Domenica, 19 Settembre 2021
Cronaca

Muore infermiere vaccinato, il figlio: "Il Covid ti ha portato via nel modo più straziante"

Gabriele Napolitano, infermiere del Cotugno, era risultato positivo in Sardegna, dove era in vacanza con i suoi familiari

Credits Gianluca Napolitano

"Ormai te ne sei andato, una persona come te cordiale gentile sempre disponibile verso tutti innamorato della vita e della tua famiglia, questo coronavirus ti ha portato via da noi nel modo più straziante che una persona potesse immaginare, sei stato il nostro Faro su cui tutti noi potevamo contare. E hai lasciato un vuoto incolmabile in ognuno di noi, Infatti io ti devo sempre ringraziare per tutti gli insegnamenti che mi hai dato per la tenacia e la caparbietà che hai avuto nei miei confronti per farmi diventare quello che ora sono, oltre ad un padre ho perso un amico che riusciva sempre a consigliarmi cose giuste. Con il tempo capisco che sono stato fortunato ad essere tuo figlio, avrei voglia di parlare un po' con te di tante cose , ma so che non mi è più possibile. Ti voglio ricordare così, felice in famiglia al fianco dell'unica donna che hai mai amato, RIPOSA IN PACE". E' il post con il quale Gianluca Napolitano rende omaggio al padre Gabriele, scomparso nell'ospedale di Sassari dopo aver contratto il Covid.

Vaccinato con doppia dose

Gabriele Napolitano, infermiere del Cotugno 63enne, residente ai Ponti Rossi, si era vaccinato sei mesi fa con doppia dose Pfizer. Il 27 dicembre la prima e poi il mese successivo il richiamo. "Si era vaccinato il 27 dicembre, non perchè era stato obbligato ma perché ci credeva davvero", precisa la nipote.
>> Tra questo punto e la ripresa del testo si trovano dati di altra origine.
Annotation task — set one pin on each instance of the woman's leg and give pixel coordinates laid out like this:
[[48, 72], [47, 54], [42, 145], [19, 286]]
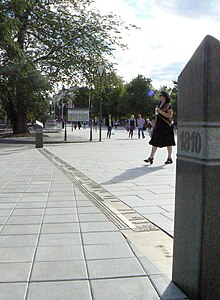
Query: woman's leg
[[153, 151], [169, 150]]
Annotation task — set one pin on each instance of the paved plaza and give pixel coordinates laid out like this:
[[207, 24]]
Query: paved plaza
[[86, 220]]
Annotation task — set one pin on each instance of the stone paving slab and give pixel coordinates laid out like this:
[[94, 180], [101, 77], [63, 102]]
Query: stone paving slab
[[54, 251]]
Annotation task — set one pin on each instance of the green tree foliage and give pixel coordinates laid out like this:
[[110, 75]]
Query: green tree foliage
[[44, 42]]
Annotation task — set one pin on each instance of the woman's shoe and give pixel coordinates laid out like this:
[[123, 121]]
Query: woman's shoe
[[169, 161], [150, 160]]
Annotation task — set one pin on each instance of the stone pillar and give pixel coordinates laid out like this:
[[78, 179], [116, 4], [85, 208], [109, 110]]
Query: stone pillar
[[39, 134], [196, 261]]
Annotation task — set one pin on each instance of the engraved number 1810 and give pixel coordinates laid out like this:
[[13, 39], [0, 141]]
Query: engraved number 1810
[[190, 141]]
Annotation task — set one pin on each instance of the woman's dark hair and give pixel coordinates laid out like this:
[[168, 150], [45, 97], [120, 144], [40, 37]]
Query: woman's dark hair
[[166, 95]]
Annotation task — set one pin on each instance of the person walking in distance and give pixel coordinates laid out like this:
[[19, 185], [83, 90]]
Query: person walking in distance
[[140, 125], [163, 134], [109, 124], [131, 126]]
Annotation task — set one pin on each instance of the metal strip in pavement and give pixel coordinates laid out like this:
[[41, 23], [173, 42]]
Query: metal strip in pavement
[[122, 215]]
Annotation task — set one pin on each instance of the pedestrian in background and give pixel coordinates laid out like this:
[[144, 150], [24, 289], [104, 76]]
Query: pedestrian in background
[[140, 125], [131, 126], [163, 134], [109, 124]]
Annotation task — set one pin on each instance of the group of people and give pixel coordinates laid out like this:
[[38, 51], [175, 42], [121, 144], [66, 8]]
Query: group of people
[[162, 130]]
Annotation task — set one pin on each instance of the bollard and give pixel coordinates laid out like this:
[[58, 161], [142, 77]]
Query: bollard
[[39, 135], [196, 252]]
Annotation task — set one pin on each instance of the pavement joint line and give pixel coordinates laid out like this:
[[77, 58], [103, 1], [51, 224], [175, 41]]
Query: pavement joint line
[[103, 199]]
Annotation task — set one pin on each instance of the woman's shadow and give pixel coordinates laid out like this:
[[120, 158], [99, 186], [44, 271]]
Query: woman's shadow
[[134, 173]]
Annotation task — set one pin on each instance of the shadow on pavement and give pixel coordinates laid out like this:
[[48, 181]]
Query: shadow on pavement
[[133, 173]]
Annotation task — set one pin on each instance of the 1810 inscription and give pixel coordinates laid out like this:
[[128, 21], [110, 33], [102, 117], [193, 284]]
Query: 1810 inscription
[[190, 141]]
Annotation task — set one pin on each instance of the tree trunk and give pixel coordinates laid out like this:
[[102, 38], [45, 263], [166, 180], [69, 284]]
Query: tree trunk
[[17, 117]]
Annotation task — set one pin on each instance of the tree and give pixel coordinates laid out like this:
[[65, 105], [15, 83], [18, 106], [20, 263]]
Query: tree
[[54, 39]]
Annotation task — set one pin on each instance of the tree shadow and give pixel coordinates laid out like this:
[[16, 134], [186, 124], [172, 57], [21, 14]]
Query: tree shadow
[[134, 173]]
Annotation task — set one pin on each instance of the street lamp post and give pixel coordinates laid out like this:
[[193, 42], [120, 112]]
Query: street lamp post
[[101, 70]]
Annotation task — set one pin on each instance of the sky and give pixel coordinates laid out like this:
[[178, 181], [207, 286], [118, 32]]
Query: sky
[[170, 32]]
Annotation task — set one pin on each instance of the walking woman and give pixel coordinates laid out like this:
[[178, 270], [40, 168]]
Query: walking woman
[[131, 126], [163, 134]]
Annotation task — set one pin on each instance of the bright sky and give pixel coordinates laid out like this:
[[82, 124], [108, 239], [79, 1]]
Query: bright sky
[[171, 31]]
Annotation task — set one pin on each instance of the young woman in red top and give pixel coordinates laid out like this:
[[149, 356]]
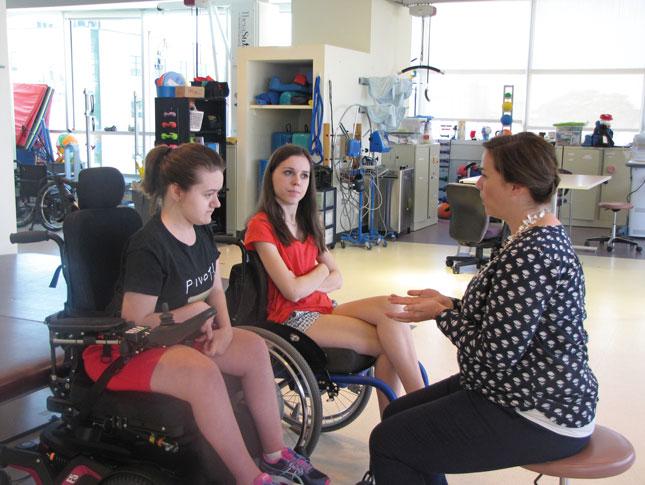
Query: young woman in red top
[[287, 236]]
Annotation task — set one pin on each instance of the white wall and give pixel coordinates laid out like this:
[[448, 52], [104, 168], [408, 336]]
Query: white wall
[[7, 142], [336, 22]]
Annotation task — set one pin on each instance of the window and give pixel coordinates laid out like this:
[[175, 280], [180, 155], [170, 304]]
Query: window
[[586, 59]]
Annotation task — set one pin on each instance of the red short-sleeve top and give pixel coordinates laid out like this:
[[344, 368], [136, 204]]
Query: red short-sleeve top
[[300, 257]]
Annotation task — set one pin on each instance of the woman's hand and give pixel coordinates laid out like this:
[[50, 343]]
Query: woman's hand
[[219, 341], [418, 308], [430, 293], [207, 331]]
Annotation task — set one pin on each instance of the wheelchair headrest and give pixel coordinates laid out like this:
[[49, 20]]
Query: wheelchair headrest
[[100, 188]]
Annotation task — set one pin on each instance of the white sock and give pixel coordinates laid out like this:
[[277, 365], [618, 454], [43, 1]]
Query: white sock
[[273, 457]]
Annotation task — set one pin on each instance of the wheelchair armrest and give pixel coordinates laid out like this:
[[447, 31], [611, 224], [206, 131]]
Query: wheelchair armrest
[[95, 324], [313, 354], [166, 335]]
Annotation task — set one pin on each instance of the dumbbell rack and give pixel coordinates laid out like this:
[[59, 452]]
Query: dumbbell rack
[[212, 130], [507, 109]]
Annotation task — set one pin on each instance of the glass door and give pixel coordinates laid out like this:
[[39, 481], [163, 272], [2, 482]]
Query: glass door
[[106, 86]]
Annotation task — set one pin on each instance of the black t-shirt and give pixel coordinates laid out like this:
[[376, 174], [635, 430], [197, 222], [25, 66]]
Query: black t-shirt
[[156, 263]]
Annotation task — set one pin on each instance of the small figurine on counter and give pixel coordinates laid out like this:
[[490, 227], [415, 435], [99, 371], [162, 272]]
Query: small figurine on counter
[[603, 135]]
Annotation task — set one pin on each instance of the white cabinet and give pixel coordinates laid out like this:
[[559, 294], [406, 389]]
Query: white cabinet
[[255, 124], [425, 161], [584, 203]]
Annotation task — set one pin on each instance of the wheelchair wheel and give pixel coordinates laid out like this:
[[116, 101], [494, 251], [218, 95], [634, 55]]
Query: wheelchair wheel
[[135, 476], [345, 407], [5, 479], [24, 211], [300, 403], [51, 207]]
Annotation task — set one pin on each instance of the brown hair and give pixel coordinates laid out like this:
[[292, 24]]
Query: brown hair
[[165, 166], [528, 160], [307, 213]]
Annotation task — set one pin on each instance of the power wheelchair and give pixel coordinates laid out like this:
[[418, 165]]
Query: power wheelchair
[[106, 437], [334, 384]]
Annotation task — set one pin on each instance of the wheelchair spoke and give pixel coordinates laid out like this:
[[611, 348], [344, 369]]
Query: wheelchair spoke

Napolitano era risultato positivo al virus durante la vacanza in Sardegna con i suoi familiari, a fine luglio. L'aggravamento delle sue condizioni di salute aveva reso necessario il ricovero nell'ospedale di Sassari. Dopo una dura lotta con il virus però è deceduto. Si tratta di uno dei casi in cui il virus (probabilmente in una delle sue varianti più aggressive) che riesce a bucare lo scudo del vaccino, andando a colpire in maniera grave e in questo caso mortale una persona. C'è anche da rilevare come con il passare dei mesi gli anticorpi inevitabilmente diminuiscono e per tale ragione si parla sempre di più della possibilità di una terza dose di vaccino.